In 2014, the Company received a Notice from the IRS for the 2007 through 2010 tax years (the 2014 Notice) proposing assessments of $190 in additional taxes plus $72 in penalties, net of agreed credits and deductions. The proposed assessments pertain primarily to the same transfer pricing issues for which the Tax Court’s decision is pending, as noted above. During 2007 through 2010, the Company set its transfer prices for products sold between its affiliates consistent with the terms of a written APA between it and the IRS that covered the years at issue. To establish the relevant transfer prices, the APA relied on prices at which the Company sells the products to third parties. The Company has continued to apply the arms-length transfer pricing methodology for 2011 through the current reporting period. The 2014 Notice includes a separate proposed assessment involving the recognition of income for several of the Company’s controlled foreign corporations. The Company believes that all proposed assessments are without merit. On November 25, 2014, the Company filed a Petition with the U.S. Tax Court in which it challenged the IRS's adjustments. The Company expects the outcome of the 2014 Notice on the transfer pricing matter to be determined by the judicial decision related to the 2011 Notice.
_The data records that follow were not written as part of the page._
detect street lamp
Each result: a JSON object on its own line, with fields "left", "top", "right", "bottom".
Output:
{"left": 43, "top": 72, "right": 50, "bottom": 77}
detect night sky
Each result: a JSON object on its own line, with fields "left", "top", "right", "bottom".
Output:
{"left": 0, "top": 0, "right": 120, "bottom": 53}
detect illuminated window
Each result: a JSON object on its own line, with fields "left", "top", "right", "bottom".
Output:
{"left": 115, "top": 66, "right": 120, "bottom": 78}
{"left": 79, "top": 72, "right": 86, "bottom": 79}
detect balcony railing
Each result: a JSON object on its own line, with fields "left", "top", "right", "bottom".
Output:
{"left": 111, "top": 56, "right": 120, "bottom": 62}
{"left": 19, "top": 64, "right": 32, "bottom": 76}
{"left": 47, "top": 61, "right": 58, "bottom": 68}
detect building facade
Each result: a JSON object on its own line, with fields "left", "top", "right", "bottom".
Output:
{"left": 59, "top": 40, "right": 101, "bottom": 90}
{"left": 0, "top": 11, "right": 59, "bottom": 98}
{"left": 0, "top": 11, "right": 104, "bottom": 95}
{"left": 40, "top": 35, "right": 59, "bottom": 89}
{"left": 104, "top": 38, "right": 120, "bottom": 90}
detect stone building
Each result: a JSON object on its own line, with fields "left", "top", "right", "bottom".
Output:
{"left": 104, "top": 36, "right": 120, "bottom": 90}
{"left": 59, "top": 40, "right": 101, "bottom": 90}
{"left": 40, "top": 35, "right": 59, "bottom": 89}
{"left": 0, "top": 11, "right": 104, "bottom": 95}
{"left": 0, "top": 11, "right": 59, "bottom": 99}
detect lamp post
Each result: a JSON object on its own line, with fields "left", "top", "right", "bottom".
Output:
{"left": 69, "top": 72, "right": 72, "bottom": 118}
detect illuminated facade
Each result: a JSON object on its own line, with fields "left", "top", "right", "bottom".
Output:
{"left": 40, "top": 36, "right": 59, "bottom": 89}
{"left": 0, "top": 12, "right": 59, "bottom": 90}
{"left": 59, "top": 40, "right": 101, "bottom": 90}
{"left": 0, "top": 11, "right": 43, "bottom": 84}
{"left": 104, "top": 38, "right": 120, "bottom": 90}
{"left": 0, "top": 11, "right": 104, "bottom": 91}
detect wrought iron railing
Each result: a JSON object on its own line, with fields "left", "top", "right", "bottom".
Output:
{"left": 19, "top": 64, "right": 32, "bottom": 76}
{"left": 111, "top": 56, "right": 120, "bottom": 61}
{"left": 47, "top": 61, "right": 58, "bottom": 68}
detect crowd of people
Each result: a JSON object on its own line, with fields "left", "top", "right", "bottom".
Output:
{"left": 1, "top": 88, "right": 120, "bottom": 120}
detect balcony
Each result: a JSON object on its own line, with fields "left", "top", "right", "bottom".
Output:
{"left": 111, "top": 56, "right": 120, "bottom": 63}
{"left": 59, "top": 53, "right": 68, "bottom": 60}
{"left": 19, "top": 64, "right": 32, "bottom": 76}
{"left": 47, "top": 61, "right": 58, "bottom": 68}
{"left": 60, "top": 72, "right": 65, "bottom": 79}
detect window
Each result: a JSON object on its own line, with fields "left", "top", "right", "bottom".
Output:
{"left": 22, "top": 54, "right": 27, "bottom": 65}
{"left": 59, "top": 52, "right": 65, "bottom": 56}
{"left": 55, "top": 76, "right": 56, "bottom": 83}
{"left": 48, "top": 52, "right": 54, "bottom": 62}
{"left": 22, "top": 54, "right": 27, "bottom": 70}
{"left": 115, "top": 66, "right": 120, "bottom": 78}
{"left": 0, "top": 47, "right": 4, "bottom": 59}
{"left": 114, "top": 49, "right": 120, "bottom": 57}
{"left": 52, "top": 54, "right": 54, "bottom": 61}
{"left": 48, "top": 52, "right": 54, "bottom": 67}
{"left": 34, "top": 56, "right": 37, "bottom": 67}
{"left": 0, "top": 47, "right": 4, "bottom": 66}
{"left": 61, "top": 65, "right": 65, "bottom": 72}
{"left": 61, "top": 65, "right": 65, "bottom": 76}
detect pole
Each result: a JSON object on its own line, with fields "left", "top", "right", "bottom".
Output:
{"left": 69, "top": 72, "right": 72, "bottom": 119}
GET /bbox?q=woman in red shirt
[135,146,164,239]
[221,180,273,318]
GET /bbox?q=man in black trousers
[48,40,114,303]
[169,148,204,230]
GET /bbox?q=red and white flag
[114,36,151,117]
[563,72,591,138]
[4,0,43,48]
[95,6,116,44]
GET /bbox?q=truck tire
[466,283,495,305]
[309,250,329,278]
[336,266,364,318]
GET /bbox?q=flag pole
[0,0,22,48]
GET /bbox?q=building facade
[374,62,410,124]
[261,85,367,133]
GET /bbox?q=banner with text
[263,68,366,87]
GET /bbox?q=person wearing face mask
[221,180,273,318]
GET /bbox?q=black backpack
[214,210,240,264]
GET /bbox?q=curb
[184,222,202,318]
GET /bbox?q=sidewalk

In 2016, litigation activities commenced for the separate issue in the 2014 Notice regarding recognition of income for several of the Company’s controlled foreign corporations.
In 2014 and 2016, the Company resolved uncertain tax positions with a European government. The resolutions had minimal impact on the Company's Consolidated Statements of Income in each respective year.
During 2010, the Company received a tax assessment of $51 (translated at the December 31, 2016 exchange rate), plus interest and penalties, in Brazil for the tax years 2005 through 2008 that relates to the amortization of certain goodwill generated from the acquisition of third-party businesses and corporate reorganizations. The Company is contesting the assessment, which is under review at the second of three administrative appeals levels. During 2013, the Brazilian tax authorities began an audit of tax years 2009 through 2012. During 2014, the Company received a tax assessment of $39 (translated at the December 31, 2016 exchange rate), plus interest and penalties, for the 2009 through 2012 tax years (primarily relating to the same issues concerning the 2005 through 2008 tax years), which the Company is also contesting and is under review in the second of three administrative appeals levels. Multiple outside advisors have stated that Brazilian tax authorities are raising the issue for most clients with similar facts and that the matter is expected to require at least 10 years to resolve. The Company continues to believe that final resolution of the assessments will not have a material impact on its consolidated financial statements.